The strange thing has now come to pass that the deeper you pressed into your own heart, the farther and higher you climbed out of yourself. The outward conditions of your life are the same: you wash dishes and care for the children, you go to work, draw your salary and pay your taxes. You do everything pertaining to your external life as a person in a society, since there is no chance of leaving it. But you have resigned yourself. You have given away one thing in order to receive another.

… And if I have Thee, what more do I ask on earth? Nothing, answers St. John Climacus, but ceaselessly praying, silently to cling to Thee. Some are enslaved by riches, others by honour, still others by acquiring possessions; my only desire is to cling to God.

Prayer, with all it contains of self-renunciation, has become your real life, which you keep up as though only for the sake of prayer. Walking with God (Genesis 6:9) is from now on the only thing that has real value for you, and it includes all heavenly and earthly events. For him who bears Christ within himself there is neither death nor illness or any earthly clamour; he has already stepped into eternal life, and that embraces everything.

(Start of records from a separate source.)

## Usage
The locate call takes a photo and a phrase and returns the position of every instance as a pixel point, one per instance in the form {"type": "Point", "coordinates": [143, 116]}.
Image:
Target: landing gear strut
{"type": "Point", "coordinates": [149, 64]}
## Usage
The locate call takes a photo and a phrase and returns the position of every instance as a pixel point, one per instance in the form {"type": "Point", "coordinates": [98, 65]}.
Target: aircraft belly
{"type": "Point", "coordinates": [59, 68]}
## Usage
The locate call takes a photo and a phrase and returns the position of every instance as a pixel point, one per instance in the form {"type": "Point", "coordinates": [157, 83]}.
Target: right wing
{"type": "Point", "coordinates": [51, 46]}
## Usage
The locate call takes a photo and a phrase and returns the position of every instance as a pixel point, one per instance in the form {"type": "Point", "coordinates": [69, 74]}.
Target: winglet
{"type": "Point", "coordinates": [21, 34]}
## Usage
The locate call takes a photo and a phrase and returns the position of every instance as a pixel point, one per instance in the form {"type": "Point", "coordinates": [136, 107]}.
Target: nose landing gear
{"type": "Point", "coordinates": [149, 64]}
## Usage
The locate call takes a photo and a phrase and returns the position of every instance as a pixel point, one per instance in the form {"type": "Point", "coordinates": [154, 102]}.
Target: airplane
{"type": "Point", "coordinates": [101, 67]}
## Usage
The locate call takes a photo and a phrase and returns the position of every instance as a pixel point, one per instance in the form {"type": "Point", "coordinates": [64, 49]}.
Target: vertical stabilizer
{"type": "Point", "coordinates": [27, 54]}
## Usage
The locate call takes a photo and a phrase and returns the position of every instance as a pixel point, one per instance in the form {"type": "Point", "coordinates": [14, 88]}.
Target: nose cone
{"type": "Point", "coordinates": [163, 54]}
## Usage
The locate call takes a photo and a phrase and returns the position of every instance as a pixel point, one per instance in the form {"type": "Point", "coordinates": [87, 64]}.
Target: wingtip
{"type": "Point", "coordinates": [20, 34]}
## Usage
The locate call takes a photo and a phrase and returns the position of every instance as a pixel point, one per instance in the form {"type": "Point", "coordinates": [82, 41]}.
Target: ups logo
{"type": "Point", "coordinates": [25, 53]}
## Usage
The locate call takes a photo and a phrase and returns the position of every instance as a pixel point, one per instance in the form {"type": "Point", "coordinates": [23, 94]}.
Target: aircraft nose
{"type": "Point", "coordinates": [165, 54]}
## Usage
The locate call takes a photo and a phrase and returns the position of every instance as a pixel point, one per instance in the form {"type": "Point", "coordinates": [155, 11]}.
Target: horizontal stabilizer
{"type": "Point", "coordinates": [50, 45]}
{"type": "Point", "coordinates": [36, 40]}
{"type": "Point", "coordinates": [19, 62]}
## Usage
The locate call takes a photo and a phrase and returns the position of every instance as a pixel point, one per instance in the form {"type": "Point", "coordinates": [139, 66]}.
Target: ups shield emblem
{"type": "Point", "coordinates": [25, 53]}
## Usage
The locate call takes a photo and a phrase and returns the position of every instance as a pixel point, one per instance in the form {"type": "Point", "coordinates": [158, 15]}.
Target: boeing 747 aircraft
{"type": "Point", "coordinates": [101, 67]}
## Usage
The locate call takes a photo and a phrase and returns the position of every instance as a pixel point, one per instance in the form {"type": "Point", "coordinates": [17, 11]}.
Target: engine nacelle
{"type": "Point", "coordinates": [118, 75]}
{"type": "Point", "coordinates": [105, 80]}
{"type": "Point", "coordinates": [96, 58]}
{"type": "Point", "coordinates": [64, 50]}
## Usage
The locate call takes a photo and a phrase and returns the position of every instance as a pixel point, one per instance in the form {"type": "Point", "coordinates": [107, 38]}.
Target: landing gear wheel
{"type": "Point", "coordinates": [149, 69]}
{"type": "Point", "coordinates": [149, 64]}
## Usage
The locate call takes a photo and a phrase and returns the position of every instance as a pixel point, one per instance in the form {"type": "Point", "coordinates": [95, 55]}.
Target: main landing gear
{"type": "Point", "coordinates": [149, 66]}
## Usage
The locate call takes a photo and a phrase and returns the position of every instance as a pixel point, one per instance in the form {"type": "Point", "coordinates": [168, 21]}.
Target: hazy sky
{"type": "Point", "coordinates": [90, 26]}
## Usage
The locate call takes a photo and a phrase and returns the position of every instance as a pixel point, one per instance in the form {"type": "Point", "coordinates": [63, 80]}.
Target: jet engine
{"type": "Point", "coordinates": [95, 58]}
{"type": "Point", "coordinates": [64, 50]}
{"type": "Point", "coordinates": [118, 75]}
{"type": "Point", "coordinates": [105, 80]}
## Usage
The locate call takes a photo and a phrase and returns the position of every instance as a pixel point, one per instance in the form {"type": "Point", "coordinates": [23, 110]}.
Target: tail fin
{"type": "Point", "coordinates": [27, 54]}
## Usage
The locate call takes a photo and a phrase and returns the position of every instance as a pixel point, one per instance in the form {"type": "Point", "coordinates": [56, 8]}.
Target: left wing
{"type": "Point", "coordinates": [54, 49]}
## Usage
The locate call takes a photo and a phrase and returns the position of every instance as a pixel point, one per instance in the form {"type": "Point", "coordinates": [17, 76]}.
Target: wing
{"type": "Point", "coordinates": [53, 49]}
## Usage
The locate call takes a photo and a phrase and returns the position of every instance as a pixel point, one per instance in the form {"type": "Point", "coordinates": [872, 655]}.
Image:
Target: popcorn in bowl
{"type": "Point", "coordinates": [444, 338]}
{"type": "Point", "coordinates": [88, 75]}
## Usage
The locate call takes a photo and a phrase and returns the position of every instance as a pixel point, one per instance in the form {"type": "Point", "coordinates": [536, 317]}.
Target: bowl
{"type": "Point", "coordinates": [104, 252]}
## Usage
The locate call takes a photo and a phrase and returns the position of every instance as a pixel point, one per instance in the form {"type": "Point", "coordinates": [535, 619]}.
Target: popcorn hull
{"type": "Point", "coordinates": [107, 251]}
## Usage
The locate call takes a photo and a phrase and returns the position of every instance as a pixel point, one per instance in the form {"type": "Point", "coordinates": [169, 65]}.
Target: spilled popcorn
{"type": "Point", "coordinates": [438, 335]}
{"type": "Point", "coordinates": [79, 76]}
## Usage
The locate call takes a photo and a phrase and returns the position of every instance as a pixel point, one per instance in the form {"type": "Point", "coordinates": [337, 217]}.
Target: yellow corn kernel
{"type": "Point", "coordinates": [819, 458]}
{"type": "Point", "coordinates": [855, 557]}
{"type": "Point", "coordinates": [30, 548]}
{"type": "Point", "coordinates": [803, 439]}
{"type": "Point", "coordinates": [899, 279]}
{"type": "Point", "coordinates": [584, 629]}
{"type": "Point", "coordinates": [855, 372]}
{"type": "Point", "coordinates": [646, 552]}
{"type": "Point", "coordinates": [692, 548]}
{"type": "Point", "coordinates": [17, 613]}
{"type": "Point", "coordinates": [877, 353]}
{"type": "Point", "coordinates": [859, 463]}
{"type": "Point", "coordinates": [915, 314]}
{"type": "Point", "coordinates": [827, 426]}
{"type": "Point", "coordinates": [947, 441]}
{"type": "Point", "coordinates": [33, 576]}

Night and day the heavenly seed sprouts in your heart and grows, you know not how. The earth produces of itself, your heart’s soil, first the blade, then the ear, then the full grain in the ear (Mark 4:27-8).

The saints speak of something they call the inextinguishable light. It is a light not of the eye but of the heart that never ceases to walk in purity and clearness. It swiftly leaves the darkness behind, and constantly strives towards the day’s height. Its constant quality is to be continually purified. This is the light of eternity that can never go out, and that shines through the veil of time and matter. But the saints never say that this light is given to them, but that it is given only to those who have purified their hearts in love for the Lord, on the narrow way which they have freely chosen.

The narrow way has no end: its quality is eternity. There every moment is a moment of beginning-the present includes the future: the day of judgment; the present includes the past: creation; for Christ is timelessly present everywhere, both in hell and in heaven. With the coming of the One, plurality disappears, even in time and space. Everything happens simultaneously, now and here and everywhere, in the depths of your heart. There you meet what you sought: the depth and height and breadth of the Cross: the Saviour and salvation.

Therefore, if you wish to save your soul and win eternal life, arise moment by moment from your dullness, bless yourself with the sign of the Cross and say: Let me, Lord, make a good beginning, in the name of the Father and of the Son and of the Holy Ghost. Amen.